Another student stated that Horne is “the kind of teacher who challenges you to work towards goals you didn’t even know you wanted to achieve,” while an alumnus said that Horne’s “investment in students creates an environment in which creativity and critical thinking are of equal importance, enabling the creativity, skills, and theoretical knowledge necessary for a composer to develop in perfect unity. His work at Loyola perfectly embodies the Jesuit ideal of educating the whole person.”

In addition to being extraordinary in his field and mentorship, Horne is also well respected by his peers, Manganaro said. He has been elected and re-elected to several committees as often as he qualified for rotating terms, a clear sign of the respect he has gained among his colleagues for his honesty, transparency, and collegiality.

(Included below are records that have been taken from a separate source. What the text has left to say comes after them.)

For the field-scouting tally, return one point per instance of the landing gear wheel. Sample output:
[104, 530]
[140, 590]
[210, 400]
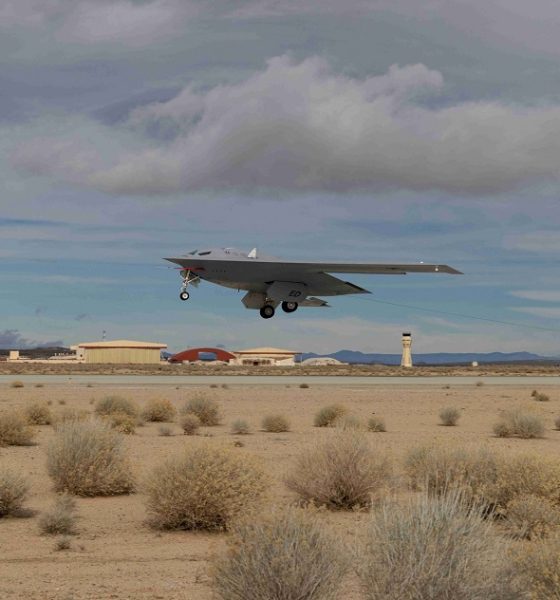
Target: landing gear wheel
[267, 311]
[289, 306]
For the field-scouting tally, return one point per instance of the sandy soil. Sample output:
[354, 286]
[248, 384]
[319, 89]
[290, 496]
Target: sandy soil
[116, 555]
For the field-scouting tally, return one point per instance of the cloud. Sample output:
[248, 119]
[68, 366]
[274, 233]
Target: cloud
[124, 22]
[12, 339]
[301, 127]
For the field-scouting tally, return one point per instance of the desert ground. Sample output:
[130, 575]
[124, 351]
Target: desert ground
[117, 555]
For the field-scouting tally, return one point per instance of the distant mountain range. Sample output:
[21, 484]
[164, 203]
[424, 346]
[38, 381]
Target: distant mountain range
[439, 358]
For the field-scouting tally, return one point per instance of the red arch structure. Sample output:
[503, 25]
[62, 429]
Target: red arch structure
[192, 354]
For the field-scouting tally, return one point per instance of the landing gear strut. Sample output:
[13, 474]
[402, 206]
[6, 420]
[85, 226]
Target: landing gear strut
[289, 306]
[267, 311]
[188, 278]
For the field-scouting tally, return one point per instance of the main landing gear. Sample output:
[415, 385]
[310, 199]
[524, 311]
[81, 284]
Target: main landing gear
[267, 311]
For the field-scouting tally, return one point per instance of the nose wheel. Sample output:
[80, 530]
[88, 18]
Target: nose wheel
[267, 311]
[289, 306]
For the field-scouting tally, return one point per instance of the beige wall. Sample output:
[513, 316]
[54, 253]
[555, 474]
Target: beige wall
[122, 355]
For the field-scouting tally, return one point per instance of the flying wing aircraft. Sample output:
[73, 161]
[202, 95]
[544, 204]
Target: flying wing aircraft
[270, 281]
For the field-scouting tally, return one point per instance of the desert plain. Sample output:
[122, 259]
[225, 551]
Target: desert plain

Horne received a Bachelor of Music degree in Piano and Composition from Florida State University in 1974; a Master of Music in Composition from Yale University in 1976; and a Doctor of Musical Arts degree in Composition from the University of North Texas in 1983. He has served as a Professor of Theory and Composition at Loyola since 1976. Horne has also served as an organist for Christ Episcopal Church and First United Methodist Church of Covington, as well as organist and choir director of St. Andrew’s Episcopal Church of New Orleans.